This marscarpone cheesecake with bananas and butterscotch is wickedly rich and very creamy.
For the base:
150g digestive biscuits, finely crushed
75g butter, melted
For the filling:
250g mascarpone cheese
2 eggs, separated
75g castor sugar
1 tsp vanilla extract
4 gelatine leaves, softened in cold water
250ml double-thick cream
For the butterscotch sauce:
100g golden syrup
150g soft dark brown sugar
150ml double-thick cream
½ tsp vanilla extract
3 ripe bananas, peeled and sliced
25g flaked almonds, toasted
You will need
A 20cm springform tin, base lined with baking paper
- For the base, place the biscuits and butter in a bowl, mix well then press into the base of the tin. Chill whilst you make the filling.

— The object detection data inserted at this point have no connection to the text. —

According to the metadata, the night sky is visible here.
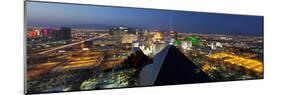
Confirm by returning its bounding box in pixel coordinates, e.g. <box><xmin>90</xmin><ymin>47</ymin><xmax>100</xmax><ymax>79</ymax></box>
<box><xmin>26</xmin><ymin>2</ymin><xmax>263</xmax><ymax>36</ymax></box>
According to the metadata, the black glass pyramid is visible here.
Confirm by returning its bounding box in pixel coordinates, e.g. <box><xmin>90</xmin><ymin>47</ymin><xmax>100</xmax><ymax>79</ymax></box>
<box><xmin>139</xmin><ymin>45</ymin><xmax>211</xmax><ymax>86</ymax></box>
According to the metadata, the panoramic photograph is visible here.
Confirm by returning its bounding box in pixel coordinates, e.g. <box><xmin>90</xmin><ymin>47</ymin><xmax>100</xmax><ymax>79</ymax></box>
<box><xmin>24</xmin><ymin>1</ymin><xmax>264</xmax><ymax>94</ymax></box>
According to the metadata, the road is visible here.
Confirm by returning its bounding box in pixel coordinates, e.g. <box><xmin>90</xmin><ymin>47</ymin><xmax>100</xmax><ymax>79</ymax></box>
<box><xmin>37</xmin><ymin>35</ymin><xmax>105</xmax><ymax>54</ymax></box>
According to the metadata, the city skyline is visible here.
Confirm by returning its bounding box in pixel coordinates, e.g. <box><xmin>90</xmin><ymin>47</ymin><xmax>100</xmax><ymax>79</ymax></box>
<box><xmin>26</xmin><ymin>2</ymin><xmax>263</xmax><ymax>36</ymax></box>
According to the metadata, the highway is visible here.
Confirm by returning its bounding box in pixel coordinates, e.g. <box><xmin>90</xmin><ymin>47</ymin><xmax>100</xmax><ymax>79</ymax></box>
<box><xmin>37</xmin><ymin>35</ymin><xmax>105</xmax><ymax>54</ymax></box>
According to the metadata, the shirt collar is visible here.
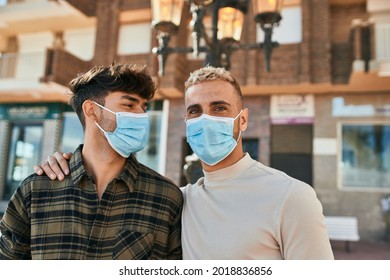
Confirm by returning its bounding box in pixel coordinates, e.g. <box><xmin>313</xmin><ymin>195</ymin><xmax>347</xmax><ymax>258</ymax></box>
<box><xmin>69</xmin><ymin>144</ymin><xmax>140</xmax><ymax>192</ymax></box>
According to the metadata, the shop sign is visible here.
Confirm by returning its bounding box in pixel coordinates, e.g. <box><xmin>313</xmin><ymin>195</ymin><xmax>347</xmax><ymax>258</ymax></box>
<box><xmin>271</xmin><ymin>95</ymin><xmax>314</xmax><ymax>124</ymax></box>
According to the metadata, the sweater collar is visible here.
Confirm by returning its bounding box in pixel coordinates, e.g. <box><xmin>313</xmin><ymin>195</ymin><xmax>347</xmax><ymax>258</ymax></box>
<box><xmin>203</xmin><ymin>153</ymin><xmax>256</xmax><ymax>185</ymax></box>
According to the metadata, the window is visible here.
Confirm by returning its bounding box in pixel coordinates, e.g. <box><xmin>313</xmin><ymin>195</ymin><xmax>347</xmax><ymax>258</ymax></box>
<box><xmin>339</xmin><ymin>123</ymin><xmax>390</xmax><ymax>191</ymax></box>
<box><xmin>257</xmin><ymin>6</ymin><xmax>302</xmax><ymax>44</ymax></box>
<box><xmin>136</xmin><ymin>101</ymin><xmax>168</xmax><ymax>174</ymax></box>
<box><xmin>3</xmin><ymin>124</ymin><xmax>43</xmax><ymax>200</ymax></box>
<box><xmin>118</xmin><ymin>22</ymin><xmax>151</xmax><ymax>55</ymax></box>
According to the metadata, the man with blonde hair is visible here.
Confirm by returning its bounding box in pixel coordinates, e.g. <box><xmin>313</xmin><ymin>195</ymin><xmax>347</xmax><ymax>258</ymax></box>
<box><xmin>33</xmin><ymin>67</ymin><xmax>333</xmax><ymax>260</ymax></box>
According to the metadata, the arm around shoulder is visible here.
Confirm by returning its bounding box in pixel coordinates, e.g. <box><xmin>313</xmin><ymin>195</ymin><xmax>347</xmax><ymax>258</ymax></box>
<box><xmin>0</xmin><ymin>180</ymin><xmax>31</xmax><ymax>260</ymax></box>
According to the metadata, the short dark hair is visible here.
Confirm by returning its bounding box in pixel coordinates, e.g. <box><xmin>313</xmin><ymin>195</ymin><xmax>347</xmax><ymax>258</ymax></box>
<box><xmin>69</xmin><ymin>63</ymin><xmax>156</xmax><ymax>128</ymax></box>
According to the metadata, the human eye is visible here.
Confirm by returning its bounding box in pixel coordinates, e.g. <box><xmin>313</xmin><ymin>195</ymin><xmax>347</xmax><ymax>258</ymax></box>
<box><xmin>186</xmin><ymin>107</ymin><xmax>202</xmax><ymax>119</ymax></box>
<box><xmin>212</xmin><ymin>105</ymin><xmax>228</xmax><ymax>115</ymax></box>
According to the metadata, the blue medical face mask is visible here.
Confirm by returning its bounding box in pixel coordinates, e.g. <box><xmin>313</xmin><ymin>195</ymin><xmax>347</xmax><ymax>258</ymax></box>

- Place the mascarpone, egg yolks, sugar and vanilla extract in a large bowl and beat until smooth. Place 50 ml of the double cream in a small saucepan and heat just to boiling point. Remove from the heat, squeeze the excess water from the gelatine, add to the cream and swirl the pan to dissolve the gelatine. Leave on one side to cool slightly.
- Lightly whip the remaining cream to soft peak stage. Whisk the egg whites to stiff peaks and set aside. Beat the gelatine into the cheese mixture until combined. Fold in the whipped cream and finally the whisked egg whites. Make sure everything is thoroughly combined, and pour over the biscuit base. Give the tin a couple of sharp taps on the worktop, then smooth the surface. Chill for a minimum of 6 hours or overnight.
- For the sauce, place the syrup, sugar and butter in a saucepan and heat gently until the sugar has dissolved. Allow to cook gently for 5 minutes then slowly pour in the cream and vanilla. Stir well, remove from the heat and allow to cool.
- To serve the cheesecake, run a round bladed knife around the tin and release the cheesecake. Cover with slices of banana and drizzle the cooled butterscotch sauce over the top. Scatter with the almonds. The cheesecake will keep for 3 days, covered in the fridge.